From this, it is possible to
infer a person's name, nationality, language, religion, sexual orientation,
health condition, and other intimate details – most of which are considered special categories of personal
data. These types of data cannot be processed without the
individual's explicit consent, unless limited exceptions apply. Whilst
these data could be used, for example for marketing
health products,
insurance companies could also use them to assess premiums, in a manner
unknown and detrimental to the interest of the individual.
To its credit, the ICO has fined
Easylife Ltd £1.35m which has later been reduced to
£250,000 for using personal data to profile medical conditions without
consent, to target individuals with health-related products. But the authority
does not seem to recognise that it takes a simple switch to transition from
inferring personal data from browsing behavior using cookies to profiling
health conditions.
Cookies-based unconsented data
collection is illegal and potentially poses a serious harm to the public, as
companies could process special categories of data in a detrimental manner.

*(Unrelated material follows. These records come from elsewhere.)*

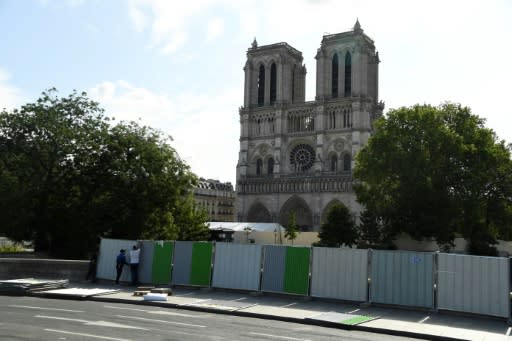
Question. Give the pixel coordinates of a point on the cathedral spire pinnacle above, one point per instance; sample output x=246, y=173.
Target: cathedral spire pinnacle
x=357, y=26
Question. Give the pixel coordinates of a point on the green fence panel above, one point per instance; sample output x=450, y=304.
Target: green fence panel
x=201, y=266
x=296, y=274
x=162, y=262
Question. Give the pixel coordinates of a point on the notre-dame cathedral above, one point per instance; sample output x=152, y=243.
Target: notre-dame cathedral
x=296, y=155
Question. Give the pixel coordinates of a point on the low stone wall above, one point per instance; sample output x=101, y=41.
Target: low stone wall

Unfortunately, companies openly violate cookies-related legislations in the
UK with impunity.
The ICO also shows unwarranted
leniency towards tech companies repeatedly violating data protection rules. In
one fiscal year (2022/2023), the ICO found evidence of Google UK’s
potential infringement or infringement of the law more than
25 times, in separate complaints. But the authority claims to have
taken informal actions, essentially advising the company to do better work to
comply.
Google UK's infractions include
refusal or delaying to delete personal data upon request by individuals
exercising their right to be
forgotten. Meta Platform(formerly Facebook Inc.) received
20 compliance suggestions, after evidence of its infringement or potential
infringement has been found, while
Microsoft and Twitter each received the same soft compliance advices 8 times,
in the same year.
In all these cases, taxpayers go
through the stressful process of demonstrating that their data protection
rights were violated, providing evidence of infringement by big tech companies.
Yet the ICO consistently chose to be lenient to companies that obviously do not
mind being told repeatedly that their data protection practices are
non-compliant. The authority has essentially transformed itself into a legal
advisory office for tech companies, neglecting its role as an overseer.

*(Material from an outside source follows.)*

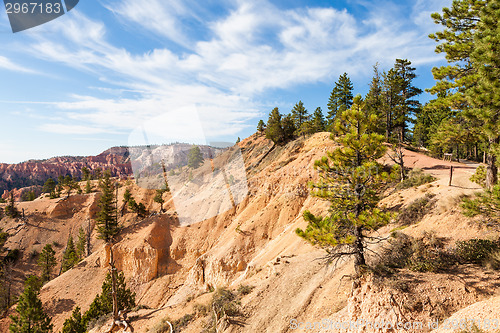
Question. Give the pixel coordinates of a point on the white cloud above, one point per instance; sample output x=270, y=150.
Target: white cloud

Data protection law inherently
creates hurdles for individuals seeking compensation for privacy rights
violations. In 2021, the UK's highest
court ruled that without evidence of material damage or distress, mere loss
of control over personal data is not compensable under the GDPR. This
effectively forces individuals to wait for a recognized harm to occur due to
violation of their data privacy rather than preventing it. The ICO, which should
deter privacy violation, is unfortunately impotent as well.
The need for policy change
The ICO's enforcement policy
heavily relies on collaboration with regulated entities rather than utilizing
effective sanctions to deter repeat violations. This approach aims to support
the digital economy by avoiding excessive enforcement of data protection rights
and fostering data innovation. In theory, it should attract businesses to the
UK, create jobs, and stimulate economic growth. However, the policy is currently
being misapplied to serve the interest of big tech companies.
The companies repeatedly
violating data protection laws do not necessarily contribute to digital
innovation exclusively in the UK, while most of them are not strategically
positioned to provide job opportunities in the country. But the UK remains
their crucial consumer market. As such, sanctioning them is unlikely to change
their business decisions and behaviour. In the event of firm and measured
enforcement actions, these companies will be left with no choice but to adhere
to the rule of law, considering the market they operate in is one they cannot
afford to lose.
The ICO’s failure to effectively
enforce data privacy laws risks eroding public trust. It could also discourage
data innovation, as the public might refuse to provide data for research and
innovation, which could in turn negatively affect the digital economy.